Красавица пришпорила коня и поравнялась с полусотником, неугомонным литвином Юстасом, который в этот момент рассказывал Алексу, своему земляку и помощнику, что нужно сделать с девушкой, коли та забрела в лесную чащу и попалась на пути дружиннику.
Небрежно смахнула капюшон своего плаща, и пышные волосы упали ей на плечи.
– О чем такие бурные споры? – спросила ведьма, не скрывая своего недовольства подслушанной беседой.
Первым нашелся Юстас:
– Э‑э‑э… эт… это я притчу рассказываю…
Ведьма фыркнула и натянула капюшон обратно, обескураженная подобной постановкой вопроса.
Они миновали большое лесное кладбище. Тут мертвых не палили, а зарывали в мать землю, откуда все вышли.
И от острого зрения Файервинд не укрылась непонятная тень, метнувшаяся в лес возле кладбища.

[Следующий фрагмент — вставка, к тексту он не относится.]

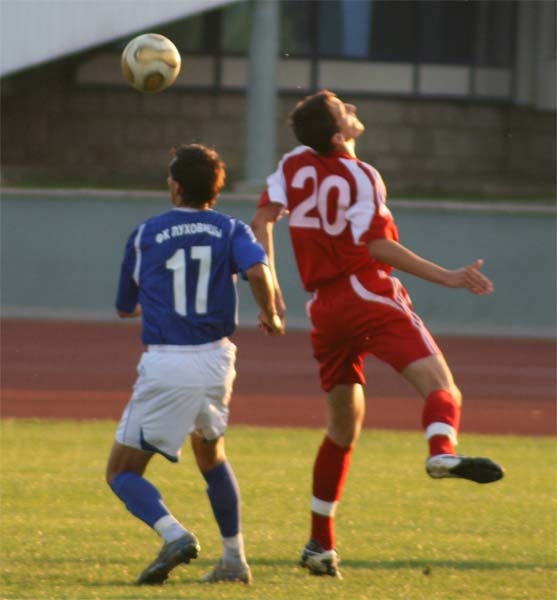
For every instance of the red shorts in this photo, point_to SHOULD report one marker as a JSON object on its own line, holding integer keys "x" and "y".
{"x": 350, "y": 321}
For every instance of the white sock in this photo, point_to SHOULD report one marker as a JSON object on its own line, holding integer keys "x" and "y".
{"x": 234, "y": 549}
{"x": 169, "y": 528}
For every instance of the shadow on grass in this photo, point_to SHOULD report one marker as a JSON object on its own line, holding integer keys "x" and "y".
{"x": 458, "y": 565}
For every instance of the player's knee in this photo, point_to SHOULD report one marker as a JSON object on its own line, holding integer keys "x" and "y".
{"x": 456, "y": 394}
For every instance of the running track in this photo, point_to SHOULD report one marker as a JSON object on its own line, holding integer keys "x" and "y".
{"x": 85, "y": 370}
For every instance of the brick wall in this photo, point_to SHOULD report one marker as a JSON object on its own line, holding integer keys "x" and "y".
{"x": 57, "y": 132}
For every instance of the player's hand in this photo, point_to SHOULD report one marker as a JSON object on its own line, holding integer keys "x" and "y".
{"x": 471, "y": 279}
{"x": 271, "y": 324}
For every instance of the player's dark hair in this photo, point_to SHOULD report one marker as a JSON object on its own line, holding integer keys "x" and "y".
{"x": 313, "y": 122}
{"x": 200, "y": 173}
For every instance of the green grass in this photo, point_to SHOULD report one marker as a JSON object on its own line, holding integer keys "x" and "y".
{"x": 65, "y": 535}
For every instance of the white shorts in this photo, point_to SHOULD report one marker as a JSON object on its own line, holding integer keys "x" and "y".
{"x": 179, "y": 389}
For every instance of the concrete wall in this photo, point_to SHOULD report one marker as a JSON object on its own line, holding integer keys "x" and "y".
{"x": 60, "y": 257}
{"x": 58, "y": 132}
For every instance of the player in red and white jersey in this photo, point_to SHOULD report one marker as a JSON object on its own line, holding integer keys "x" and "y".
{"x": 346, "y": 245}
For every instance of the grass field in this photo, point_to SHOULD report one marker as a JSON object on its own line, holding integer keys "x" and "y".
{"x": 400, "y": 534}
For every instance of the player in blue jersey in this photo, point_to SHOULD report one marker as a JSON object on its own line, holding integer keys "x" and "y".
{"x": 178, "y": 274}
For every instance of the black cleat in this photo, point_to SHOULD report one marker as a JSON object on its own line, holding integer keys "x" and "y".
{"x": 172, "y": 554}
{"x": 480, "y": 470}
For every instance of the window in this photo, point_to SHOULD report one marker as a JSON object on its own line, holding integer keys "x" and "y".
{"x": 445, "y": 31}
{"x": 344, "y": 28}
{"x": 297, "y": 31}
{"x": 495, "y": 33}
{"x": 393, "y": 31}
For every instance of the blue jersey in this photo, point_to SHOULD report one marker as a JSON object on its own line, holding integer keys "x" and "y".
{"x": 181, "y": 268}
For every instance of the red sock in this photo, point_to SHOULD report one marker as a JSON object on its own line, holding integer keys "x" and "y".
{"x": 441, "y": 421}
{"x": 329, "y": 474}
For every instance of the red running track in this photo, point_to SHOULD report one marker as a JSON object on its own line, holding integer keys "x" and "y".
{"x": 61, "y": 369}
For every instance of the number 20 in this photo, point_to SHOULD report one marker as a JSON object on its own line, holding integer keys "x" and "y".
{"x": 177, "y": 264}
{"x": 318, "y": 199}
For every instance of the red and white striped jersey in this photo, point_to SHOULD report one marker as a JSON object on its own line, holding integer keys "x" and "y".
{"x": 336, "y": 203}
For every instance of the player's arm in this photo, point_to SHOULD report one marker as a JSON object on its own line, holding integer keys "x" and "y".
{"x": 127, "y": 306}
{"x": 398, "y": 256}
{"x": 262, "y": 225}
{"x": 261, "y": 284}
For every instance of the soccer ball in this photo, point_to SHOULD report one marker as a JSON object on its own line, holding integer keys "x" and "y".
{"x": 150, "y": 62}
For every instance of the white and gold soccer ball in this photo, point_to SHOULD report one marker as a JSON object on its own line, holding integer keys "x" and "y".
{"x": 150, "y": 62}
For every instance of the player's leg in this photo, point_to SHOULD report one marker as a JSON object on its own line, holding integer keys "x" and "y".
{"x": 433, "y": 380}
{"x": 124, "y": 474}
{"x": 346, "y": 410}
{"x": 224, "y": 496}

«Хм… Либо мне мерещится, либо это не опознанный мною вид нежити…»
– А кто это там был? – вдруг осведомился подъехавший спустя несколько минут Лют.
С лишними расспросами насчет результатов их ночной отлучки сотник не совался. Уже привык к исчезновениям и появлениям чародейки, как и все дружинники.
– Где? – не поняла Файервинд.
– На жальнике… – многозначительно ухмыльнулся воин. – Кладбище то есть.
Магичка внимательно посмотрела ему в глаза.
– Заяц, кажись, – наконец с такой же многозначительной улыбкой ответила она.
– Ну, раз заяц… – понимающе кивнул Лют.
А потом они выехали из лесу, и враз стало не до зайцев.
Взору их предстал чудный зеленый дол, лишь слегка тронутый осенним золотом. Вдали, по левую руку, виднелось село под камышовыми крышами, справа, намного ближе, другое село, на вид больше и богаче.
А прямо напротив них навстречу друг другу шли две толпы – каждая по несколько сот человек. И настроены обе были весьма решительно, о чем яснее ясного говорили ножи, палки, вилы, цепы, которые несли люди.
Файервинд физически ощутила волну взаимной ненависти и жажды крови, исходившую от ближайшей толпы. Эта злоба просто не могла остановиться и буквально рыла в нетерпении копытами землю, ища цели для своей разрушительной черной энергии, распуская во все стороны щупальца тупого ожесточения.
А навстречу двигалась точно такая же толпа – рычащая, озверелая, пьяная. И от нее тоже исходила ярость, бессильная, слепая ярость, захлестывающая с головой и кажущаяся сильнее и страха, и здравого смысла.